A l’inverse, Salvini, qui s’est présenté en campagne électorale avec une Bible et un rosaire en main, s’envole dans les sondages. De 17 % aux élections législatives en mars, la Ligue est aujourd’hui créditée de plus de 30 % des intentions de votes. Parmi les catholiques qui se rendent à la messe au moins une fois par semaine, ils sont près de 32 % à soutenir le ministre de l’Intérieur, deux fois plus qu’il y a cinq mois.

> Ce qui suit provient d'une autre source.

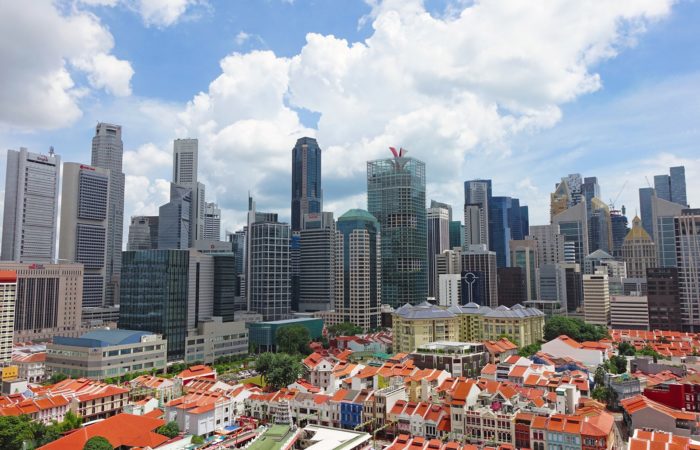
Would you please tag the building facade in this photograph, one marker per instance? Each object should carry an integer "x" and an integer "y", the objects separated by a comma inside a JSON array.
[
  {"x": 396, "y": 197},
  {"x": 106, "y": 353},
  {"x": 107, "y": 153},
  {"x": 31, "y": 207},
  {"x": 143, "y": 233},
  {"x": 638, "y": 251},
  {"x": 358, "y": 270},
  {"x": 479, "y": 276},
  {"x": 307, "y": 196},
  {"x": 83, "y": 238},
  {"x": 688, "y": 261},
  {"x": 48, "y": 300}
]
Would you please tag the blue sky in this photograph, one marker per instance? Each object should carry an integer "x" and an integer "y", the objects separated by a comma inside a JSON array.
[{"x": 520, "y": 94}]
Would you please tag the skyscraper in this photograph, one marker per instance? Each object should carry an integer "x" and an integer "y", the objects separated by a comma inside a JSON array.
[
  {"x": 573, "y": 225},
  {"x": 479, "y": 276},
  {"x": 645, "y": 196},
  {"x": 438, "y": 241},
  {"x": 307, "y": 196},
  {"x": 688, "y": 261},
  {"x": 143, "y": 233},
  {"x": 212, "y": 222},
  {"x": 358, "y": 277},
  {"x": 663, "y": 215},
  {"x": 396, "y": 197},
  {"x": 174, "y": 219},
  {"x": 477, "y": 201},
  {"x": 618, "y": 220},
  {"x": 8, "y": 289},
  {"x": 84, "y": 207},
  {"x": 185, "y": 172},
  {"x": 638, "y": 251},
  {"x": 269, "y": 281},
  {"x": 317, "y": 250},
  {"x": 107, "y": 153},
  {"x": 31, "y": 207}
]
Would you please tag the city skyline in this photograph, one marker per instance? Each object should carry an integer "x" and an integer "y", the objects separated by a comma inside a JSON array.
[{"x": 564, "y": 141}]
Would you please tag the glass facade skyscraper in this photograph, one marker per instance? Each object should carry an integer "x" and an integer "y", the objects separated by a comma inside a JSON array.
[
  {"x": 396, "y": 197},
  {"x": 154, "y": 295},
  {"x": 307, "y": 196}
]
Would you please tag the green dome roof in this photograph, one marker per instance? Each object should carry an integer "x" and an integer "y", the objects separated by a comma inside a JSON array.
[{"x": 358, "y": 214}]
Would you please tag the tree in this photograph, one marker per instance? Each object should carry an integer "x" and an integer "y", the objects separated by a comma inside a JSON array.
[
  {"x": 14, "y": 431},
  {"x": 574, "y": 328},
  {"x": 529, "y": 350},
  {"x": 626, "y": 349},
  {"x": 344, "y": 329},
  {"x": 293, "y": 340},
  {"x": 57, "y": 378},
  {"x": 170, "y": 429},
  {"x": 279, "y": 369},
  {"x": 98, "y": 443}
]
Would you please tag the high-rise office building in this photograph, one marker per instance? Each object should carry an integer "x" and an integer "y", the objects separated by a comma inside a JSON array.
[
  {"x": 166, "y": 292},
  {"x": 8, "y": 290},
  {"x": 663, "y": 214},
  {"x": 664, "y": 299},
  {"x": 573, "y": 225},
  {"x": 645, "y": 209},
  {"x": 174, "y": 225},
  {"x": 479, "y": 276},
  {"x": 83, "y": 238},
  {"x": 317, "y": 250},
  {"x": 672, "y": 187},
  {"x": 438, "y": 241},
  {"x": 477, "y": 201},
  {"x": 107, "y": 153},
  {"x": 550, "y": 244},
  {"x": 268, "y": 282},
  {"x": 638, "y": 251},
  {"x": 143, "y": 233},
  {"x": 358, "y": 278},
  {"x": 48, "y": 300},
  {"x": 31, "y": 207},
  {"x": 212, "y": 222},
  {"x": 396, "y": 197},
  {"x": 523, "y": 254},
  {"x": 599, "y": 226},
  {"x": 307, "y": 196},
  {"x": 688, "y": 262},
  {"x": 596, "y": 298},
  {"x": 512, "y": 287},
  {"x": 185, "y": 174},
  {"x": 618, "y": 220}
]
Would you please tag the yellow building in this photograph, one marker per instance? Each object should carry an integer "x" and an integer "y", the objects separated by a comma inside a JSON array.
[{"x": 418, "y": 325}]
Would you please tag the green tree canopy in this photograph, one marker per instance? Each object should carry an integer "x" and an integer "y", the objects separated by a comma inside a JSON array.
[
  {"x": 293, "y": 339},
  {"x": 279, "y": 369},
  {"x": 344, "y": 329},
  {"x": 170, "y": 429},
  {"x": 626, "y": 349},
  {"x": 574, "y": 328},
  {"x": 97, "y": 443}
]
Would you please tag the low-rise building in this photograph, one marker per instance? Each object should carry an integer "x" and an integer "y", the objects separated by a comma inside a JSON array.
[
  {"x": 214, "y": 338},
  {"x": 458, "y": 358},
  {"x": 103, "y": 354}
]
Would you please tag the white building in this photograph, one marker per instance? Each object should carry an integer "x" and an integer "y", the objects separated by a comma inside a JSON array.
[
  {"x": 31, "y": 207},
  {"x": 83, "y": 237}
]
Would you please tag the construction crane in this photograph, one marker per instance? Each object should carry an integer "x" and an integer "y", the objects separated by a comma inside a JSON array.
[{"x": 612, "y": 201}]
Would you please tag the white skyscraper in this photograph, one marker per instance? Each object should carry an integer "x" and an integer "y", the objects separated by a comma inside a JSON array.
[
  {"x": 185, "y": 166},
  {"x": 31, "y": 207},
  {"x": 108, "y": 153},
  {"x": 212, "y": 222},
  {"x": 84, "y": 206}
]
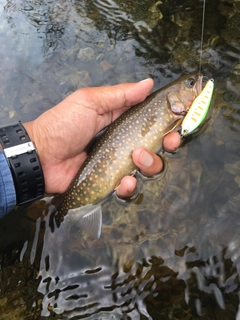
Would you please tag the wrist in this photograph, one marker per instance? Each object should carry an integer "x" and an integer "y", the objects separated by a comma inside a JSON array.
[{"x": 23, "y": 162}]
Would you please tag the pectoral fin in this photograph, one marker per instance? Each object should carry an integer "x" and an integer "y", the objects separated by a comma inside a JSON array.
[{"x": 88, "y": 218}]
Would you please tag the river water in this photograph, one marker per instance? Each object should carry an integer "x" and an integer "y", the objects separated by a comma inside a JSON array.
[{"x": 173, "y": 252}]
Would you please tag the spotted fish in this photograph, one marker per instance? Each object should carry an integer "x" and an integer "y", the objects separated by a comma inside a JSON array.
[{"x": 111, "y": 158}]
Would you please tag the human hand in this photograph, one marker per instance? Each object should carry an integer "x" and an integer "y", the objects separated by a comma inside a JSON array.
[{"x": 62, "y": 133}]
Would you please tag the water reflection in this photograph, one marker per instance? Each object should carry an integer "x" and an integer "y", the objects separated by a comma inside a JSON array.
[{"x": 173, "y": 252}]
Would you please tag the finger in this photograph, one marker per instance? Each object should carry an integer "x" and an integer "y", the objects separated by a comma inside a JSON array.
[
  {"x": 116, "y": 98},
  {"x": 148, "y": 162},
  {"x": 127, "y": 187},
  {"x": 172, "y": 141}
]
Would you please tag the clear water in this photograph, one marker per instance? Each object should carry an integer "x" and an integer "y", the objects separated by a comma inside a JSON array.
[{"x": 173, "y": 252}]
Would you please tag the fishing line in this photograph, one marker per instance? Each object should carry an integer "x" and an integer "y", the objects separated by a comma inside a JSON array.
[{"x": 201, "y": 45}]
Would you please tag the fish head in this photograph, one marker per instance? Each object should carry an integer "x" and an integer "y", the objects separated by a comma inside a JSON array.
[{"x": 187, "y": 88}]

«La popularité de François est en recul mais elle est encore très haute»,tient à relativiser le vaticaniste du quotidien La Stampa Giacomo Galeazzi. Il reconnaît que le message de l’Eglise est moins prégnant en raison notamment de la sécularisation de la société italienne : «Il n’y a plus que 18 % de pratiquants et l’âge moyen dépasse les 60 ans. Alors que le gouvernement n’a pratiquement pas d’opposition politique, l’Eglise essaie de faire barrage au discours populiste mais c’est comme combattre des blindés avec une fronde, car l’institution est peu présente sur les réseaux sociaux. Le message évangélique arrive avec difficulté et, quand il arrive, il est accueilli avec défiance, notamment dans les banlieues où, face au malaise social, les gens demandent pourquoi il faudrait aider les migrants avant les Italiens.»

«Maladies»

Depuis sa paroisse de Pistoia qui couvre environ 6 500 âmes, Don Massimo Biancalani vit au quotidien cette distance : «Depuis que j’ai commencé à accueillir des migrants en 2015, des parents ont décidé de ne plus envoyer leurs enfants au catéchisme. Leur nombre est passé, en moyenne, de 50 à 25 par an. Les préjugés sont très forts avec, par exemple, la crainte de la diffusion de maladies.» Pour lui, «la doctrine sociale de l’Eglise qui était très

forte dans le monde politique italien a commencé à reculer avec le pontificat de Jean Paul II, lorsque l’accent a été mis sur les "thèmes non négociables" comme l’euthanasie ou la bioéthique. Un patrimoine a été perdu. Avec François, il y a un rééquilibrage mais le mal est fait.»Combatif et même un brin provocateur avec une banderole indiquant «racisme et fascisme sont nos ennemis» déroulée à côté de son église, Don Massimo dénonce son isolement : «Sur une centaine d’ecclésiastiques présents dans la province de Pistoia, nous ne sommes que cinq à organiser l’accueil des migrants.»

«Silence»

«Seules 20 % des églises de Rome ont répondu à l’appel du pape François d’ouvrir les presbytères aux migrants», remarque Giacomo Galeazzi de La Stampa. Sous la pression des fidèles, certains curés renoncent à prendre des positions plus fermes. D’autres ne cachent plus leur sympathie envers le ministre de l’Intérieur. L’évêque de Chioggia, Adriano Tessarollo, a par exemple retiré Famiglia Cristiana de la vente depuis sa couverture sur Matteo Salvini. «Mon évêque me conseille de travailler en silence mais je sens le devoir de dire les choses», insiste Don Massimo, qui espère que «tout l’engagement de François ne sera pas jeté aux orties après son pontificat».